President Obama will make economic inequality a central theme of his State of the Union address on Tuesday, according to reports, highlighting the issue's emergence as a key political issue.
Less clear is whether economics itself has much to offer in ensuring that the gains of economic growth are distributed equitably. As Harvard Business Review executive editor Justin Fox recently wrote:
I think we’re eventually going to have to figure out what if anything to do about exploding high-end incomes without clear guidance from the economists. This is a discussion where political and moral considerations may end up predominating. And as Harvard’s Greg Mankiw made clear in his maddeningly inconclusive Journal of Economic Perspectives essay on inequality last summer, these are areas in which economists possess no comparative advantage.
That is, economics can be helpful in characterizing the degree of inequality that exists, and it can help to explain why income is distributed so unequally. But economics tells us nothing at all about what the distribution of income should be. That is a political and moral question that is best left to others to decide.
Economists are split on why inequality has been rising, with the dividing line mainly between those who believe technology and globalization are the key factors that account for the rise in incomes at the very top, and others citing factors such as the decline in unionization and the decline in tax rates at the top as the wealthy have captured the political process and successfully eroded union support, lowered their tax burdens and so on.
Where economists have done a bit better is in characterizing the degree of inequality, but even here there is some disagreement. Should we look at pre- or post-tax incomes? Should we include programs such as unemployment compensation as part of income? Should we focus on income or consumption? What time period should we consider in measuring inequality? And in making such measurements, should we look at the nation as a whole, at individual states, or some other geographic or demographic breakdown?
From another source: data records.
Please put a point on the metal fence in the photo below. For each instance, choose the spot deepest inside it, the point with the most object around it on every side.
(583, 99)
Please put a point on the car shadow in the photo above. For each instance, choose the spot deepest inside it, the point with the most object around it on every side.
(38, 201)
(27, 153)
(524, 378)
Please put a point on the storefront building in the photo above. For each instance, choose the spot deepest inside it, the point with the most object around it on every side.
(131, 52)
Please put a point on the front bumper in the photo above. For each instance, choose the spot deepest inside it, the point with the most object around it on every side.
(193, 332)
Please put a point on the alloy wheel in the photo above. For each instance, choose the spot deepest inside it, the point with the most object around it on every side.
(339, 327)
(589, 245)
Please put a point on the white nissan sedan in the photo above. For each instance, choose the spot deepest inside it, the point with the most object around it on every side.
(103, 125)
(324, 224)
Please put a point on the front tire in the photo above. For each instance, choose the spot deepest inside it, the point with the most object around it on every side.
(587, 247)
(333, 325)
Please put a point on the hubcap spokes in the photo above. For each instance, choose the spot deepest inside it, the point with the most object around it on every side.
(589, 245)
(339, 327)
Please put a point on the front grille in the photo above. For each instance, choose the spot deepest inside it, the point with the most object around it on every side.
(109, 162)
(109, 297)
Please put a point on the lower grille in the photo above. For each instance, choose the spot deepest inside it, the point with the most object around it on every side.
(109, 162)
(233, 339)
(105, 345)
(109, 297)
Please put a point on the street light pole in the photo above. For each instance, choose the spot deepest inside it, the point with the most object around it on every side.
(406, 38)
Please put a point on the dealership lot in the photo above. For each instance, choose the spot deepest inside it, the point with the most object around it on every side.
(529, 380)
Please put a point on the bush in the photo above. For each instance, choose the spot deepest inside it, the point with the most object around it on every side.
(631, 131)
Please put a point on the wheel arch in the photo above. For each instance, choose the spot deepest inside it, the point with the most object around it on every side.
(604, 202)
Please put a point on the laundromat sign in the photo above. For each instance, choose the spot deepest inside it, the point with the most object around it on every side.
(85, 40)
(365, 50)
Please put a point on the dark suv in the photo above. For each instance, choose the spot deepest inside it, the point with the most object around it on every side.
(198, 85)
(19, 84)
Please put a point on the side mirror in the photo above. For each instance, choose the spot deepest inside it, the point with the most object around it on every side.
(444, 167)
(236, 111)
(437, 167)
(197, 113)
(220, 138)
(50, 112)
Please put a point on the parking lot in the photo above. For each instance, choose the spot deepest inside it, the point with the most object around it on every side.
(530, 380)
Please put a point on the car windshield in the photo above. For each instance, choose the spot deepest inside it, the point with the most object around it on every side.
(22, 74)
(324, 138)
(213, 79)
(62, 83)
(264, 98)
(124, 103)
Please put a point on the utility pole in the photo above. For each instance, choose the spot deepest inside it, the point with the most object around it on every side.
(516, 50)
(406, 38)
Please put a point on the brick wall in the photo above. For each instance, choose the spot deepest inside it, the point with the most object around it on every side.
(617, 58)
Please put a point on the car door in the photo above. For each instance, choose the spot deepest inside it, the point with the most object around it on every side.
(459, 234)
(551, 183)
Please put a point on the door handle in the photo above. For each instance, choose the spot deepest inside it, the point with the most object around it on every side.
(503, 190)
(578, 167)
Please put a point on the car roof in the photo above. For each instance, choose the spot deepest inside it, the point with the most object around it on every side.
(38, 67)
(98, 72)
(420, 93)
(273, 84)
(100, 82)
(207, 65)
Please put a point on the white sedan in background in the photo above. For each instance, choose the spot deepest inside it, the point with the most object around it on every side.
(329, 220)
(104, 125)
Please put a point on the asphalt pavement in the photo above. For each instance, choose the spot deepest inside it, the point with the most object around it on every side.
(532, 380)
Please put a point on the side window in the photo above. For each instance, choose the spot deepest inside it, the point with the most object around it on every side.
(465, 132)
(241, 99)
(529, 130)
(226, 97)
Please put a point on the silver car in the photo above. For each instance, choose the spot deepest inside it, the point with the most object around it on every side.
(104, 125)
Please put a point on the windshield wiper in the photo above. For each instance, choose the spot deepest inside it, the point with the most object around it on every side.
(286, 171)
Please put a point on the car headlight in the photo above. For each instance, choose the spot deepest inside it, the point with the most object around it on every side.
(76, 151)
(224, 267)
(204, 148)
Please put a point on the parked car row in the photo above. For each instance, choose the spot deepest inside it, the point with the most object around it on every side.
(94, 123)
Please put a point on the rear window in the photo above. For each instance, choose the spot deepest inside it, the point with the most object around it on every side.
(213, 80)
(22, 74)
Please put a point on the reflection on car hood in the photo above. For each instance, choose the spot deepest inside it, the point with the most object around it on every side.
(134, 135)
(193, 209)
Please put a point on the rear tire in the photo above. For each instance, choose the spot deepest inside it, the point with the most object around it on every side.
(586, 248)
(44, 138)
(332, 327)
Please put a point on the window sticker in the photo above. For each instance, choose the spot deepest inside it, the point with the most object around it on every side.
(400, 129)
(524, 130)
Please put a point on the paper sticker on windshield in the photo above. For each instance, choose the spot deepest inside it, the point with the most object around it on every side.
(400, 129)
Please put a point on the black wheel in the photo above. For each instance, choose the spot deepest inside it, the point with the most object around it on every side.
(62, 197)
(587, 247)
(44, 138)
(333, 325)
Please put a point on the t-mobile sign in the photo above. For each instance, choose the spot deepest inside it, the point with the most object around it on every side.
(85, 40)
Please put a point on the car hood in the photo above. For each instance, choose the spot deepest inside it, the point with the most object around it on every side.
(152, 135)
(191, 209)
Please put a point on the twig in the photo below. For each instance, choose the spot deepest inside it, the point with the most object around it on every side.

There are two common two common ways of measuring the degree of inequality. One is to build graphs showing how the share of the nation's income has changed over time for particular income groups. The second is to calculate what is known is the Gini coefficient. For example, here is a graph from economists Thomas Piketty and Emmanuel Saez documenting how the share of income for the top 10 percent of income earners has changed between 1917 and 2012 (the last year for which data are available):
Note, however, that most of the change is due to the incomes not of the top 1 percent, but rather of the top 0.1 percent. Again, from Piketty and Saez:
This is a useful approach that gives considerable detail on how income shares have changed over time for different income groups in the economy. However, it's also useful to arrive at a single number that characterizes the degree of inequality, and for that the most common measure is the Gini coefficient.
The Gini coefficient varies between zero and one. A value of zero indicates that everyone has exactly the same income -- there is no inequality at all. By contrast, a value of one represents maximal inequality -- one person gets all the income and everyone else gets nothing. More generally, values between zero and one indicate the degree to which the income distribution deviates from a perfectly equal distribution, with the distribution becoming more and more unequal as the Gini coefficient approaches one.
In the U.S. the Gini coefficient has been rising steadily since the late 1960s:
The Gini for the U.S. is also higher than in many other countries. For example, this analysis from the Pew Research Center shows that “the U.S. has one of the most unequal income distributions in the developed world, according to data from the Organization for Economic Cooperation and Development — even after taxes and social-welfare policies are taken into account.”
The Gini coefficient has many advantages. It is easy to calculate, allows changes in inequality to be tracked over time, and enables cross-region and cross-country comparisons.
But the Gini coefficient is not a perfect measure of inequality. For example, since the Gini coefficient is based upon relative rather than absolute measures of income, two countries with vastly different per capita incomes can have identical Gini coefficients. So the Gini does not tell us about living standards.
In addition, even when the total income and population of two countries are identical, the same Gini coefficient can arise from very different income distributions. To illustrate this, if the lower half of the income distribution has no income at all, and income is equally distributed across the upper half of the population, the Gini coefficient will be 0.5. But it will also be 0.5 if the lowest three-quarters of the population receives a quarter of total income, and the upper quarter of the income distribution receives three-quarters of the country’s total income.
Thus, economies with total income and Gini coefficients that are very similar can have very different distributions of income.
Despite these problems with the Gini coefficient, it is a useful and popular measure that summarizes the degree of income inequality with a single number. But it is best used in conjunction with other approaches such as the graphical technique outlined above that give more detailed information on how the distribution of income among various groups is changing over time.
For example, the Gini for the U.S. tells us that inequality has been rising over the last several decades, and the graphical approach that looks at various slices of the income distribution over time allows us to determine that the change in inequality is mainly due to changes in income for the richest 0.1 percent of Americans. That’s valuable information for anyone trying to understand and address the growing inequality problem.